Postado às 10h01 | 19 Out 2021
É compreensível o interesse político do senador Renan Calheiros, relator da CPI da Covid, em associar a palavra “genocídio” ao presidente Jair Bolsonaro. Ao tentar incluir o “genocídio de indígenas” entre os 11 tipos de crime que pretende atribuir a Bolsonaro em seu relatório, Renan faz eco ao grito que tomou conta das manifestações antibolsonaristas e desfralda uma bandeira que todos os adversários do presidente empunharão na campanha eleitoral de 2022.
Mas está errado.
Palavras não são inócuas — e “genocídio” é uma daquelas que devem ser usadas com a maior parcimônia, sob pena de banalizar o mais hediondo dos crimes. Genocídio não é sinônimo de extermínio em massa. Todas as definições do crime — a da convenção das Nações Unidas sobre genocídio, subscrita pelo Brasil em dezembro de 1948, a da lei 2.889 de outubro de 1956 e a do artigo 6º do Estatuto de Roma que criou o Tribunal Penal Internacional (TPI) — o caracterizam como uma série de atos cometidos “com a intenção de destruir, no todo ou em parte, grupo nacional, étnico, racial ou religioso”.
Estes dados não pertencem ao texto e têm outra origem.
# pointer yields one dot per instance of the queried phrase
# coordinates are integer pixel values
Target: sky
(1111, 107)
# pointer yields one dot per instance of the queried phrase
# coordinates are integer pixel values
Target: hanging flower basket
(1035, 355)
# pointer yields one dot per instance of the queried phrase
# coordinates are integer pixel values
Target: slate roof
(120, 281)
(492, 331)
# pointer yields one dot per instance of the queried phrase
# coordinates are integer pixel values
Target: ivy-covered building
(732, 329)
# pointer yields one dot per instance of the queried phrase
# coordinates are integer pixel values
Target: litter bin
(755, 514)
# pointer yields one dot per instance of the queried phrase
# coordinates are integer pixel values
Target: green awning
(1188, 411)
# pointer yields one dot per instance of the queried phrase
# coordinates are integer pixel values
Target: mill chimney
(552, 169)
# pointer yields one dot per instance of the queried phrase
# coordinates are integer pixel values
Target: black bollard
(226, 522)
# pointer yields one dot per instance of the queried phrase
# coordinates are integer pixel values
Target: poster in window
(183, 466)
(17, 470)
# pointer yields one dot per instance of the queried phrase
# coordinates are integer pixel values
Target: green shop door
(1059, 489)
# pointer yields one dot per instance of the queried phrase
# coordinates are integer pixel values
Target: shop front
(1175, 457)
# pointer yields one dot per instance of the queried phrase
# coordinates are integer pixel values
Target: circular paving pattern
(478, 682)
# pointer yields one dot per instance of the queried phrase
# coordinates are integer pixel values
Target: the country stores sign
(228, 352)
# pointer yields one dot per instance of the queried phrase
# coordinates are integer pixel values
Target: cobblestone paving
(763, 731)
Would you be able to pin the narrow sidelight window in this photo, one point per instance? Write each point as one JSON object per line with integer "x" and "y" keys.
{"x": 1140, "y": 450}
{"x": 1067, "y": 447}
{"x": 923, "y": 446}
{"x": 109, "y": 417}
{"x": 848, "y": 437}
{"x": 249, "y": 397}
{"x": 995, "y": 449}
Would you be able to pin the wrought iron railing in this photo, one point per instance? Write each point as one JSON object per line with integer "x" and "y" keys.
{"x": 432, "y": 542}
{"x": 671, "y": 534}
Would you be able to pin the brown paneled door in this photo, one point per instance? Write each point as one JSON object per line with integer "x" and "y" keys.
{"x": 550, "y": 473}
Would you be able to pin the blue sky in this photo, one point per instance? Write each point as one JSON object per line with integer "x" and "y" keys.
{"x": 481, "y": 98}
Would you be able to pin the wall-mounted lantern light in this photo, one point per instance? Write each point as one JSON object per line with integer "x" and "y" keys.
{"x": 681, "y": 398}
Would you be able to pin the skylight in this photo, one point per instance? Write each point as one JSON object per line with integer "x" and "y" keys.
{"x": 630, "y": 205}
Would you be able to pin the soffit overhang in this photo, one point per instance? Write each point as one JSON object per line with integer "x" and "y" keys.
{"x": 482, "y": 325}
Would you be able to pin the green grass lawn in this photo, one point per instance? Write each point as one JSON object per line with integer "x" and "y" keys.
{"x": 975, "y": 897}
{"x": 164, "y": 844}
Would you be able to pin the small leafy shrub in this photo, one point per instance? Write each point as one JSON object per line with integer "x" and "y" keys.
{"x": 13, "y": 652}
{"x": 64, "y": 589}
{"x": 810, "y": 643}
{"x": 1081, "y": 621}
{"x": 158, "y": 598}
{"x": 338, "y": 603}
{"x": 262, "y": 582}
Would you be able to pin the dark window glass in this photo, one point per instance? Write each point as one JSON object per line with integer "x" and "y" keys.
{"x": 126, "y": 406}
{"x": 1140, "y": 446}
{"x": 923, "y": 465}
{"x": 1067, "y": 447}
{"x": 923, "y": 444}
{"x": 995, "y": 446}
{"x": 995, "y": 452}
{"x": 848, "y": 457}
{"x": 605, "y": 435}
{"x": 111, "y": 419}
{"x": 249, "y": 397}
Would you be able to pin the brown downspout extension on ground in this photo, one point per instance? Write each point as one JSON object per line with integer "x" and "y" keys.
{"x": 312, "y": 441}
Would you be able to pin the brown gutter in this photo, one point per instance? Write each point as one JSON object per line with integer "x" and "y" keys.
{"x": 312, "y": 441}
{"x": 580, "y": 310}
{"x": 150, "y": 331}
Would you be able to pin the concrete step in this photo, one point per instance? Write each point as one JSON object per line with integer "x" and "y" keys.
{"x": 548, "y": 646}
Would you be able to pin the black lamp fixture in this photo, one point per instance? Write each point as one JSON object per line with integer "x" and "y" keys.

O termo foi cunhado pelo jurista Raphael Lemkin em 1944 para descrever o crime cometido pelos nazistas contra judeus e outras minorias enquanto grupos. Distinguia-se dos crimes contra a humanidade, que descreviam atrocidades cometidas contra os indivíduos (como tortura, escravidão, deportação, violência sexual etc.). Lemkin, que perdera 49 familiares no Holocausto, acreditava que aquele não era um evento único. Os armênios haviam passado por tragédia semelhante, e a legislação precisava ter instrumentos para evitar que os mesmos horrores se repetissem com outros grupos.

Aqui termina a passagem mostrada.